Install Tesseract 5 on macOS
I am writing on how to install Tesseract on macOS. The version of macOS I am using is 10.14.3 Mojave but this code should work for any other versions too. Please make sure you have homebrew installed before you begin, also make sure that you remove previous versions of tesseract. In my case I had installed tesseract 3 using macports so I had to uninstall it first using
sudo port uninstall tesseract.
To begin installation of Tesseract4 open Terminal and type:
brew install automake autoconf libtool
brew install pkgconfig
brew install icu4c
brew install leptonica
brew install gcc
brew install pango
git clone https://github.com/tesseract-ocr/tesseract/
cd tesseract
./autogen.sh
./configure
make -j
sudo make install # if desired
make training # if installed with training dependencies
This is the error I am getting after I installed above dependencies and tried to OCR the input Text
ajinkyabobade$ tesseract text.jpg -l eng
Error opening data file /usr/local/share/tessdata/eng.traineddata
Please make sure the TESSDATA_PREFIX environment variable is set to your "tessdata" directory.

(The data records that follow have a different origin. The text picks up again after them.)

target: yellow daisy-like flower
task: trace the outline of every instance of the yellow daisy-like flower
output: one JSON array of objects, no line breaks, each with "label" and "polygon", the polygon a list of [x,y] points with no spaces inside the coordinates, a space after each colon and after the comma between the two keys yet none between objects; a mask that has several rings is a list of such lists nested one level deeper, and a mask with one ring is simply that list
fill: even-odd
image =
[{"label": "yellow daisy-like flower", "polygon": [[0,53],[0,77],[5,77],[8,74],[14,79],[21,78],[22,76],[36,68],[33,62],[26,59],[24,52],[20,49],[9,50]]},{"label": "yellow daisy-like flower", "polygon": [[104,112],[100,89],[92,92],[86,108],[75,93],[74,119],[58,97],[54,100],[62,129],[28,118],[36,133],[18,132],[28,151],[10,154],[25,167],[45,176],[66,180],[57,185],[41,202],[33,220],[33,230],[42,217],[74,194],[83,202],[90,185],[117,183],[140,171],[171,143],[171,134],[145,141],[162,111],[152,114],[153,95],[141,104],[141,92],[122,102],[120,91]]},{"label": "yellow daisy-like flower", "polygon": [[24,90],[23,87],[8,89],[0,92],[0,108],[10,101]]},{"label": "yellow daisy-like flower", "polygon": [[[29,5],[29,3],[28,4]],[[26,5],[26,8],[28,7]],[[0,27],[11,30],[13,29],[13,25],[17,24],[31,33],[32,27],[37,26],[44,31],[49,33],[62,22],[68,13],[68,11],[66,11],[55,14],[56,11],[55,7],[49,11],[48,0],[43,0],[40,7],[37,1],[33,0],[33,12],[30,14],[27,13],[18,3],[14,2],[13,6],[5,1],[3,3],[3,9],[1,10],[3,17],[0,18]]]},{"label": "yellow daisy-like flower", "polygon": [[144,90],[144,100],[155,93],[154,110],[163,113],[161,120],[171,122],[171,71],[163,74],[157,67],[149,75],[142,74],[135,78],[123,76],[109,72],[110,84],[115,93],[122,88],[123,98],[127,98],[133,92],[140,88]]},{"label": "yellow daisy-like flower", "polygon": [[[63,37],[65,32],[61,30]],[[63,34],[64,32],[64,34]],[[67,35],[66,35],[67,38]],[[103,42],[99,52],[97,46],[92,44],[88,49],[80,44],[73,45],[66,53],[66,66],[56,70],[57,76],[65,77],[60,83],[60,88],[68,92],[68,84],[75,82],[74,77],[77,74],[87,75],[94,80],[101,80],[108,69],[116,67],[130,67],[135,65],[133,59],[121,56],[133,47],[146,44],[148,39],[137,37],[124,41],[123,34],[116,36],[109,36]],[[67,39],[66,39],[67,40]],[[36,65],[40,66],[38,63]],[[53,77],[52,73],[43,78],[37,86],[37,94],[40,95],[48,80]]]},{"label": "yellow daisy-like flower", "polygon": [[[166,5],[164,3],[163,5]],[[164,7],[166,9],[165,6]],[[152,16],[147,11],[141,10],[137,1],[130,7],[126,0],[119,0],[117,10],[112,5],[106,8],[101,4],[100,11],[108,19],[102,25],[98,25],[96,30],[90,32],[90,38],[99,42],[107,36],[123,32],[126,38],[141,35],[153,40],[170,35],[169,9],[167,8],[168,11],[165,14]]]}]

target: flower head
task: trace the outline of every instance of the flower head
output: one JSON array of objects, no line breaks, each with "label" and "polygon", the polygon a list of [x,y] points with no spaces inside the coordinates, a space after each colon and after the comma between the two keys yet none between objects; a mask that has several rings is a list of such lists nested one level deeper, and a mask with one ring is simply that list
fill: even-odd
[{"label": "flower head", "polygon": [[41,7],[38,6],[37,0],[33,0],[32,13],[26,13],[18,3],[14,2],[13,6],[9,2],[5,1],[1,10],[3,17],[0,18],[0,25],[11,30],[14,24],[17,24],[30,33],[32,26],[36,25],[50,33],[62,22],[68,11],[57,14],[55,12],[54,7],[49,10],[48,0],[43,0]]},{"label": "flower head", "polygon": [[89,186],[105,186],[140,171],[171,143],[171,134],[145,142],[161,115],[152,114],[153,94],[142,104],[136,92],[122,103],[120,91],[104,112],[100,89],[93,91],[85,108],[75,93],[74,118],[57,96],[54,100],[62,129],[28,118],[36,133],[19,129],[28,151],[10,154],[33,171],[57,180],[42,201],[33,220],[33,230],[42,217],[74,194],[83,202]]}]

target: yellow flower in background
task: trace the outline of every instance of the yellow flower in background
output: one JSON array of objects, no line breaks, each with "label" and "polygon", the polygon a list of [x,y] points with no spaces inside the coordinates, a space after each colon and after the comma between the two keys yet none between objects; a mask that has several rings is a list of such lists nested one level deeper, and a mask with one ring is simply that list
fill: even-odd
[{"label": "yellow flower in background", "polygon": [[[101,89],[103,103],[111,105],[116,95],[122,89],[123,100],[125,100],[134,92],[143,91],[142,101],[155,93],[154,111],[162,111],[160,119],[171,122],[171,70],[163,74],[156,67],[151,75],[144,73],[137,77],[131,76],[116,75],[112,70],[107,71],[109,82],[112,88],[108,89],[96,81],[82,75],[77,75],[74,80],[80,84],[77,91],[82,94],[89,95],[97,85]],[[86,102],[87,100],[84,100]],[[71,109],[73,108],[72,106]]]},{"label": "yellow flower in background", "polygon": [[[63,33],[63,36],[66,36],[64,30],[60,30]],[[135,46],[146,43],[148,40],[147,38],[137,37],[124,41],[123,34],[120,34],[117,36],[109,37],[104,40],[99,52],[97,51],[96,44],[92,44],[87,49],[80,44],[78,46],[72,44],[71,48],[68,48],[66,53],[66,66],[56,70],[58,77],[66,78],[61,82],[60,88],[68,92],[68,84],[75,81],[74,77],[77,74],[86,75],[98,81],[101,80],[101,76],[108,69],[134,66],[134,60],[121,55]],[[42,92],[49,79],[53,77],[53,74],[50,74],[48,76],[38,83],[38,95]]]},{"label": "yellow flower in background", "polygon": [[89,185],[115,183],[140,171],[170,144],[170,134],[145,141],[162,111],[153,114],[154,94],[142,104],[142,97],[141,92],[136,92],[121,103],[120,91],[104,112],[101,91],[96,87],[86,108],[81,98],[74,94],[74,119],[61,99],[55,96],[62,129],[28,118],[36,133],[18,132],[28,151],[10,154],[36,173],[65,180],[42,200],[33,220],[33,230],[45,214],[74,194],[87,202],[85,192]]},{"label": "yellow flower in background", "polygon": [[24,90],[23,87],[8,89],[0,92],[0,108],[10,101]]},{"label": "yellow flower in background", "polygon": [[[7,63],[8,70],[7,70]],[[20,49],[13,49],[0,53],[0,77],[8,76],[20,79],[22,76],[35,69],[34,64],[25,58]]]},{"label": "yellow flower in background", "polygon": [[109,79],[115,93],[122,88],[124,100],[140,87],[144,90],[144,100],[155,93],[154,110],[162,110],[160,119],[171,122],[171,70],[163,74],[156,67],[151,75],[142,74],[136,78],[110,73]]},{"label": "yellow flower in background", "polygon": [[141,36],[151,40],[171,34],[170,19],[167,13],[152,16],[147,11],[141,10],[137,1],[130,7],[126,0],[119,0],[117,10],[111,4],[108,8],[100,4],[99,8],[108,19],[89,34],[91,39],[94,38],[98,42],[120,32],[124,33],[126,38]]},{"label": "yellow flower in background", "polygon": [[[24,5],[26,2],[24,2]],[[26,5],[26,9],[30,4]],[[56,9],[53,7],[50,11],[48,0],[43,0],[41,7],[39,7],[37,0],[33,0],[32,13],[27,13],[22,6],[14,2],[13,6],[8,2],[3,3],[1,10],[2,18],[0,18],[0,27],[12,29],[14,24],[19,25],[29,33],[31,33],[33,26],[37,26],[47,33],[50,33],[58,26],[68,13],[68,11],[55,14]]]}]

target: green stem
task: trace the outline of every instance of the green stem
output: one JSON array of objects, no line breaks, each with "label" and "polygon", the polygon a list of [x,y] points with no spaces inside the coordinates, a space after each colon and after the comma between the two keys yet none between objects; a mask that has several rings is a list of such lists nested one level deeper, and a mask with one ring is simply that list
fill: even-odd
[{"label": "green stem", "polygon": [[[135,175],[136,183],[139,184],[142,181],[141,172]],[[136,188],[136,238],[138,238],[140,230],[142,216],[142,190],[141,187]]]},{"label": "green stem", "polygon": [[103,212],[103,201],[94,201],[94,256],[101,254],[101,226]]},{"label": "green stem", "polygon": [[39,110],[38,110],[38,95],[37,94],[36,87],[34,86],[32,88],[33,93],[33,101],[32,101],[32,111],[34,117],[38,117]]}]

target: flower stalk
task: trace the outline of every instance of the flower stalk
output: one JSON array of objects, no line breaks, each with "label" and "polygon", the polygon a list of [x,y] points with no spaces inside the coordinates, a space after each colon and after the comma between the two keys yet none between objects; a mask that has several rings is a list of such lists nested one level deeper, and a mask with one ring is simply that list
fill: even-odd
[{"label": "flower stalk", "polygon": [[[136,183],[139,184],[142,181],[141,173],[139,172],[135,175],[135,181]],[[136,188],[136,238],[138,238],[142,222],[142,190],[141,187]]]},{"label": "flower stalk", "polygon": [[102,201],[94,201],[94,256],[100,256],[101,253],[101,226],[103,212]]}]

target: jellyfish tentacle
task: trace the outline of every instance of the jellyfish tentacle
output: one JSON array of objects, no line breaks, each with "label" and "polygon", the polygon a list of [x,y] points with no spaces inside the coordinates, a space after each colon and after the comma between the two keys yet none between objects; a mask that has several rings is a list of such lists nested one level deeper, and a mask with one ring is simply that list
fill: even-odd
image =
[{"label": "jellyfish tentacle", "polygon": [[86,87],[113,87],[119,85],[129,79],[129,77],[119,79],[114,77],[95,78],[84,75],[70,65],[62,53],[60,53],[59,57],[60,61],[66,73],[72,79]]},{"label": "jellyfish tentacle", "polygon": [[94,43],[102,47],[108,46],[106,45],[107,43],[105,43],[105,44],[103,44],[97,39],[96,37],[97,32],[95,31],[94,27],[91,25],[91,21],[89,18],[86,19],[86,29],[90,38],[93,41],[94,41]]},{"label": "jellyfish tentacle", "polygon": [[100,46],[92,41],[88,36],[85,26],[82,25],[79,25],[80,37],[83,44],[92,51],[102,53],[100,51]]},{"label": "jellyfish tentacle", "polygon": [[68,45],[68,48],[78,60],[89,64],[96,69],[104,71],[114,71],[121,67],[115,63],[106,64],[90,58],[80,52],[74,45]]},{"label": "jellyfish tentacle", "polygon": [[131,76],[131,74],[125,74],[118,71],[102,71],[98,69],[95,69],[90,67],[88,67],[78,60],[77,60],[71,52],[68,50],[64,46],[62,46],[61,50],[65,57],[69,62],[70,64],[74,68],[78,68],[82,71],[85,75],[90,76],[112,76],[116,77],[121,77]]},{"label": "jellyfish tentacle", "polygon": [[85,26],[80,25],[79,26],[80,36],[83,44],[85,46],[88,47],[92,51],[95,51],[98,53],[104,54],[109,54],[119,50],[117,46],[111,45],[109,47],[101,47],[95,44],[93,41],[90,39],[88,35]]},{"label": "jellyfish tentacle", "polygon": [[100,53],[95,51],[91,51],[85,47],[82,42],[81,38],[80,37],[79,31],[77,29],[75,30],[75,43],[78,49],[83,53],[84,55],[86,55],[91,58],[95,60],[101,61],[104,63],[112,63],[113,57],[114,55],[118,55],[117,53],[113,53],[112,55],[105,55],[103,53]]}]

Failed loading language 'eng'
Tesseract couldn't load any languages!
Could not initialize tesseract.
To resolve it and run tesseract normally do the dollowing:
cd /usr/local/share/tessdata/
configs pdf.ttf tessconfigs
sudo wget https://github.com/tesseract-ocr/tessdata_best/raw/master/eng.traineddata
Now run : tesseract -v
This will shou you the current version of tesseract which is = 4.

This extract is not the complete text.